Deploying LLaVa to A Rest API Endpoint for Multimodal Generation

Installations and Set Up

Let's start by installing the necessary libraries. Here we install 🤗 Transformers, Modelbit, Accelerate and Bitsandbytes in order to load the model in Google Colab. This enables 4-bit inference with clever quantization techniques, shrinking the size of the model considerably, while maintaining performance of the original size.

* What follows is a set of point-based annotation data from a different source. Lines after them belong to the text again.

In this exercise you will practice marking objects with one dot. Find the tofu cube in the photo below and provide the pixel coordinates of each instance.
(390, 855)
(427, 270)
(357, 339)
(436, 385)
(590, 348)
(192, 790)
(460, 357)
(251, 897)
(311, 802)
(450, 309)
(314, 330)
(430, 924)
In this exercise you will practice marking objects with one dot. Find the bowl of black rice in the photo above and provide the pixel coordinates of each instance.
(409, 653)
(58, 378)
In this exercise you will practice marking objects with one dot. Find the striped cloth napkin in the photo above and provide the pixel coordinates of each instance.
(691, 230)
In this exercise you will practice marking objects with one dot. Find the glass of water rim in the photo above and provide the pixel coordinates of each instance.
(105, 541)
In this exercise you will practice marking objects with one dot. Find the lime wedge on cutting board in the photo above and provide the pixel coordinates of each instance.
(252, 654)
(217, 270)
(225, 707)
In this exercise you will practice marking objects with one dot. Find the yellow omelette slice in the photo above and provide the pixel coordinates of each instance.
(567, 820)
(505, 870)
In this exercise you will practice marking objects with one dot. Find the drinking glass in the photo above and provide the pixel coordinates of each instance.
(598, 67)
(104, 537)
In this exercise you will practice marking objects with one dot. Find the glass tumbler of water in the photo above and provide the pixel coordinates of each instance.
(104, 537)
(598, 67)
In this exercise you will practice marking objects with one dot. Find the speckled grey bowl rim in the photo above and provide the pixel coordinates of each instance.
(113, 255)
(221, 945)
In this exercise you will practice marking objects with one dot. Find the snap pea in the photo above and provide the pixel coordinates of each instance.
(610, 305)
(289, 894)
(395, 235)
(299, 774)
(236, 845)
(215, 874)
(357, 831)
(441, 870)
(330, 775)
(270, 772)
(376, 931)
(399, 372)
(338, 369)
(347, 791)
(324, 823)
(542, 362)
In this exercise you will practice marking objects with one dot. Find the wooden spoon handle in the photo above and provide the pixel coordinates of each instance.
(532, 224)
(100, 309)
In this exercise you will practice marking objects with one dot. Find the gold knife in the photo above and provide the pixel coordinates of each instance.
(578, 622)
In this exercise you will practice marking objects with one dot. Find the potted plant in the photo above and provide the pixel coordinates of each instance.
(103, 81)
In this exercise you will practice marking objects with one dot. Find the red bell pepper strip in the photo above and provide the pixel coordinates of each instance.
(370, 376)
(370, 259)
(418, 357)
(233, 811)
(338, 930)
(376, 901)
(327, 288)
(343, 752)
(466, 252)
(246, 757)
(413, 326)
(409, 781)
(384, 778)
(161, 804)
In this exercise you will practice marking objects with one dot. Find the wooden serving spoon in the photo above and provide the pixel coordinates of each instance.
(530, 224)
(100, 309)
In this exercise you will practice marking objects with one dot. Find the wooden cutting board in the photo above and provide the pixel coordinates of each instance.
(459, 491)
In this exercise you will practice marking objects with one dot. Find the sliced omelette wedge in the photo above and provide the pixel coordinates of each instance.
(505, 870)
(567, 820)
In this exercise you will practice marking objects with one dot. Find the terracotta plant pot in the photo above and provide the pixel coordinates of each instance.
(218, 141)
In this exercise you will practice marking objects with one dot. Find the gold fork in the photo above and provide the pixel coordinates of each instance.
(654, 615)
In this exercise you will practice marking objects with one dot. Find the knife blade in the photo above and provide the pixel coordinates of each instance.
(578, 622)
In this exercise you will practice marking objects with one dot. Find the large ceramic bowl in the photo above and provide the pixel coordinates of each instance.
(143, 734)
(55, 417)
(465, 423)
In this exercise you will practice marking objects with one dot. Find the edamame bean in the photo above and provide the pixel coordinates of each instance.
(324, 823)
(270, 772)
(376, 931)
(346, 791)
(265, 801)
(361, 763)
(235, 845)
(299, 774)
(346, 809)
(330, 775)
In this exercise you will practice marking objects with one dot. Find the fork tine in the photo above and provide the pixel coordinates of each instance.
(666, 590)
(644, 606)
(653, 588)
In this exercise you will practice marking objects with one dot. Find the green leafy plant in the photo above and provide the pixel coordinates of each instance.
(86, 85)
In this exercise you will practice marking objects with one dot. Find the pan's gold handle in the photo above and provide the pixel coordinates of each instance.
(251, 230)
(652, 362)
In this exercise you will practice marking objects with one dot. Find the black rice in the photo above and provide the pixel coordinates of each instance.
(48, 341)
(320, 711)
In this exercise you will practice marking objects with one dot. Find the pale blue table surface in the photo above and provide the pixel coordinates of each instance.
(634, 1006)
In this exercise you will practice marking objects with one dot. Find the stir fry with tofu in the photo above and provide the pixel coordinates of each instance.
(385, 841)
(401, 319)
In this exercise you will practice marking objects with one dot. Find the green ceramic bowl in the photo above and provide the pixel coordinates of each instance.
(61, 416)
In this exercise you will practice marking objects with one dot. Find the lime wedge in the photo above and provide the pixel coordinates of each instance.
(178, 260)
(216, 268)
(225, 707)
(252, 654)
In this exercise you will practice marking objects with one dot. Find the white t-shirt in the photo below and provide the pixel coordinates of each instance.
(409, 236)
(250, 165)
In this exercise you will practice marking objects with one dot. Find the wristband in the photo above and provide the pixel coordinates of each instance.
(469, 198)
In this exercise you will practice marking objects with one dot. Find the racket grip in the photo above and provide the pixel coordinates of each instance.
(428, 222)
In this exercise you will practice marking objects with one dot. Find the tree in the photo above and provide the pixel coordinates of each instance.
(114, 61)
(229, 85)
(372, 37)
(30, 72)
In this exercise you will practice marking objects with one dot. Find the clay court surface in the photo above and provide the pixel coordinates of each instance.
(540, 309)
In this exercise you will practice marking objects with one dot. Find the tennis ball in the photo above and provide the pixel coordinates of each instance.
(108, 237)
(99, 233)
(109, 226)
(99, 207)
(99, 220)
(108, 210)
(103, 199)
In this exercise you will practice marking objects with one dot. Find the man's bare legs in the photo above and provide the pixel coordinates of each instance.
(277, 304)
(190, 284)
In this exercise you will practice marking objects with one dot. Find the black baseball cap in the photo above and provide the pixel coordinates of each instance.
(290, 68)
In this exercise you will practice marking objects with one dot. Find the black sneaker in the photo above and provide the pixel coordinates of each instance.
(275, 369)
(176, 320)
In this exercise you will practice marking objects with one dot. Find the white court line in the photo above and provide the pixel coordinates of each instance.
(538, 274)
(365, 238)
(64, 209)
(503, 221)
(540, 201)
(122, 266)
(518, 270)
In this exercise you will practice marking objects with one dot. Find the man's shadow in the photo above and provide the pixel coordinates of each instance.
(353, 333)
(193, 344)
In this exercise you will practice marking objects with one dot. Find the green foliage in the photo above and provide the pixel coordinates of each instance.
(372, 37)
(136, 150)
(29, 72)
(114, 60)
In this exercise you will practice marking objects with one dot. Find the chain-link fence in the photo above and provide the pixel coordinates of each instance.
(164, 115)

!pip install --upgrade git+https://github.com/huggingface/transformers.git modelbit

!pip install accelerate==0.25.0 bitsandbytes==0.42.0 cloudpickle==3.0.0

Load model and processor

Next, we load a model and corresponding processor from the hub. We specify device_map="auto" in order to automatically place the model on the available GPUs/CPUs.

from transformers import AutoProcessor, LlavaForConditionalGeneration
from transformers import BitsAndBytesConfig
import torch
import cloudpickle

quantization_config = BitsAndBytesConfig(

model_id = "llava-hf/llava-1.5-7b-hf"

processor = AutoProcessor.from_pretrained(model_id)
model = LlavaForConditionalGeneration.from_pretrained(model_id, quantization_config=quantization_config, device_map="auto")

Prepare image and text for the model

import requests
from PIL import Image

image1 = Image.open(requests.get("http://doc.modelbit.com/img/cat.jpg", stream=True).raw)
image2 = Image.open(requests.get("https://llava-vl.github.io/static/images/view.jpg", stream=True).raw)

Pipeline API

The Pipeline API in Hugging Face Transformers is a convenient tool that simplifies the process of performing inference with pre-trained models. It abstracts away the underlying complexities of model loading, input preprocessing, and output postprocessing, allowing users to focus on their specific task.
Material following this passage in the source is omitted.